For this example we repeat the same data preparation as in the Risk
Difference Columns section [in the previous
chapter](./guided_intermediate_translating_shells.html) without
further comment.

```{r}
advs <- ex_advs
advs$span_label <- "Active Treatment"
advs$span_label[advs$ARM == "B: Placebo"] <- " "

span_label_map <- tribble(
  ~span_label, ~ARM,
  "Active Treatment", "A: Drug X",
  "Active Treatment", "C: Combination",
  " ", "B: Placebo",
)

advs$rr_header <- "Risk Differences"
advs$rr_label <- paste(substr(advs$ARM, 1, 1), "vs B")
```

We can then define an afun which populates the "risk difference" columns only for follow up visits and leaves them blank otherwise:

```{r, class.source = "fold-hide"}
in_risk_diff <- function(spl_context) grepl("Risk Differences", spl_context$cur_col_id[1])

avisit_afun2 <- function(df, .var, .spl_context) {
  in_rd <- in_risk_diff(.spl_context)

  cur_visit <- tail(.spl_context$value, 1)
  is_followup <- !(as.character(cur_visit) %in% c("SCREENING", "BASELINE"))
  if (!in_rd) {
    vals <- list("Mean Patient DIABP" = mean(df[[.var]]))
  } else if (!is_followup) {
    vals <- list("Mean Patient DIABP" = NULL)
  } else {
    vals <- list("Mean Patient DIABP" = rcell("-", format = "xx"))
  }
  pardf <- head(.spl_context$full_parent_df, 1)[[1]]

  if (is_followup) {
    if (!in_rd) {
      pardf <- subset(pardf, AVISIT %in% c("BASELINE", cur_visit))
      difs <- tapply(
        seq_len(nrow(pardf)), pardf$USUBJID,
        function(iis) {
          avalvec <- pardf$AVAL[iis]
          bl <- which(as.character(pardf[iis, ]$AVISIT) == "BASELINE")
          mean(avalvec[-bl] - avalvec[bl])
        }
      )
      vals <- c(vals, list("Mean Diff From Baseline" = mean(difs)))
    } else {
      armlabel <- tail(.spl_context$cur_col_split_val[[1]], 1) # last split value, ie arm
      armletter <- substr(armlabel, 1, 1)
      vals <- c(vals, list("Mean Diff From Baseline" = rcell(paste(armletter, "vs B"), format = "xx")))
    }
  }

  in_rows(.list = vals)
}
```


With that done, we can construct a table that has dual conditionality
in its cell contents.

```{r}
lyt_fullcond <- basic_table() |>
  split_cols_by("span_label", split_fun = trim_levels_to_map(span_label_map)) |>
  split_cols_by("ARM", show_colcounts = TRUE) |>
  split_cols_by("rr_header", nested = FALSE) |>
  split_cols_by("ARM", labels_var = "rr_label", split_fun = remove_split_levels("B: Placebo")) |>
  split_rows_by("AVISIT") |>
  analyze("AVAL", avisit_afun2, format = "xx.xx")


build_table(lyt_fullcond, subset(advs, PARAMCD == "DIABP"))
```

# A Final Note On `afun` Complexity

Many production `afun`s, such as those provided by `tern` or `junco`,
support multiple behaviors that are controlled user specified
arguments (passed via `extra_args`).

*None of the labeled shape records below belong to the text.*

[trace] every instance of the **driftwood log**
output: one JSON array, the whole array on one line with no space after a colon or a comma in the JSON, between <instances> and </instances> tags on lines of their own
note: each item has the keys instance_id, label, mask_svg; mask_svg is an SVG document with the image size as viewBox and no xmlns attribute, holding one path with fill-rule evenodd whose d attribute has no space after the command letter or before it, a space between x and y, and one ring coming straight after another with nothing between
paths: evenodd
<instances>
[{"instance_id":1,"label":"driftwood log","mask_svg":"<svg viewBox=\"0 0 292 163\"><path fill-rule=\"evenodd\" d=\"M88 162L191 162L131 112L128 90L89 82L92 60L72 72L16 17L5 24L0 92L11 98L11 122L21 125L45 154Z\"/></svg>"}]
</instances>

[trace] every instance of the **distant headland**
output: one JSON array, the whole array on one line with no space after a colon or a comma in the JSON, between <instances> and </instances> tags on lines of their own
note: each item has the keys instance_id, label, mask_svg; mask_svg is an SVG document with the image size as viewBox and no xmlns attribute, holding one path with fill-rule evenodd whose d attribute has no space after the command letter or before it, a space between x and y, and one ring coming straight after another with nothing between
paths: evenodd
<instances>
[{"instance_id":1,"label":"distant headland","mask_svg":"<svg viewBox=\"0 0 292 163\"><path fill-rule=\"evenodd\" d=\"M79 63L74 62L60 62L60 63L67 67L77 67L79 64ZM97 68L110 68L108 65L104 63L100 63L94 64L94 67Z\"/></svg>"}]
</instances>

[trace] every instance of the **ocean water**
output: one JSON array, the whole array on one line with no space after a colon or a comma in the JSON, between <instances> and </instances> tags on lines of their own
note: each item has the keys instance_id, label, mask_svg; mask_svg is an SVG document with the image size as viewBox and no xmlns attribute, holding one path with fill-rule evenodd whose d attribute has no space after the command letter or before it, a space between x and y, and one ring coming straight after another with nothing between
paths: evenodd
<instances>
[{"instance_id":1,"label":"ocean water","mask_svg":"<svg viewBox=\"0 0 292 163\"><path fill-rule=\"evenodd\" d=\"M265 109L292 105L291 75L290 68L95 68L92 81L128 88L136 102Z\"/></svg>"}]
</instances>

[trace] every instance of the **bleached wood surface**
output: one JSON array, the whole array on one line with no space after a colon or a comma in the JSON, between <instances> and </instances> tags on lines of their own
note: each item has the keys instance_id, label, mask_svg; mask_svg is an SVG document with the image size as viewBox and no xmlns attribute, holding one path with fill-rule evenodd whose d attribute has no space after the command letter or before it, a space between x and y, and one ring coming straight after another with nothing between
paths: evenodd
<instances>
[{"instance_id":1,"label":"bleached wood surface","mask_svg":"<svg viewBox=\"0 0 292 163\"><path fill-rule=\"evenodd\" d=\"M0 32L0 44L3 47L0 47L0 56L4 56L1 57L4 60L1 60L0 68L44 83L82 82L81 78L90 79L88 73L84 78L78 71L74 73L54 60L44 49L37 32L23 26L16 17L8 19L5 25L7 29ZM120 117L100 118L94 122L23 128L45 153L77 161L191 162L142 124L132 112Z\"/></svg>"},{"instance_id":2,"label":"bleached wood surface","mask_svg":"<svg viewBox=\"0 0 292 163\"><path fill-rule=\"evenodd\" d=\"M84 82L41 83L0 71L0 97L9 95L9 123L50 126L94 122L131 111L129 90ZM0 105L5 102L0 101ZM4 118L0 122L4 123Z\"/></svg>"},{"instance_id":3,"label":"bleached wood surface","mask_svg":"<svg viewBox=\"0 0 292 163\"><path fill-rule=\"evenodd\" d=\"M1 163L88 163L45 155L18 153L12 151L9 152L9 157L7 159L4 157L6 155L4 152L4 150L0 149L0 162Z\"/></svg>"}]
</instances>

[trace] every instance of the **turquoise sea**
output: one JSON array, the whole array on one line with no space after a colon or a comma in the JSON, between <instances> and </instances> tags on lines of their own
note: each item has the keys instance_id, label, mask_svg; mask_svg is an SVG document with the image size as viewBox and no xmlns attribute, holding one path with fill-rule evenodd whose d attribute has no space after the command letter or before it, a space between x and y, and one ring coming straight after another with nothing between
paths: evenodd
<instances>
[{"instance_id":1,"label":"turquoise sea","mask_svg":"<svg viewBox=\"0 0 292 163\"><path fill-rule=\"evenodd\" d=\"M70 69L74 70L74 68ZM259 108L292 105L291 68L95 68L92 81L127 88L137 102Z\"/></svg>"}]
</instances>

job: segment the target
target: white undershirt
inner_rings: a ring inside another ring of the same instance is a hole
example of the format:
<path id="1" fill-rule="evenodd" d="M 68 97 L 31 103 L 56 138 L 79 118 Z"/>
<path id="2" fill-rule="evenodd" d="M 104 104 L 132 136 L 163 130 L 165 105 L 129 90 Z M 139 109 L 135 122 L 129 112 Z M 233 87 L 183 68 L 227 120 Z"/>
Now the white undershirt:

This can be used to control
denominator types, choice of statistical methods, and anything else
the developers wish. This is a separate type of complexity from
behavior that is conditional on column or row structure -- and in fact
can be combined with such -- but it is nonetheless important to
consider when choosing which `afun` to use.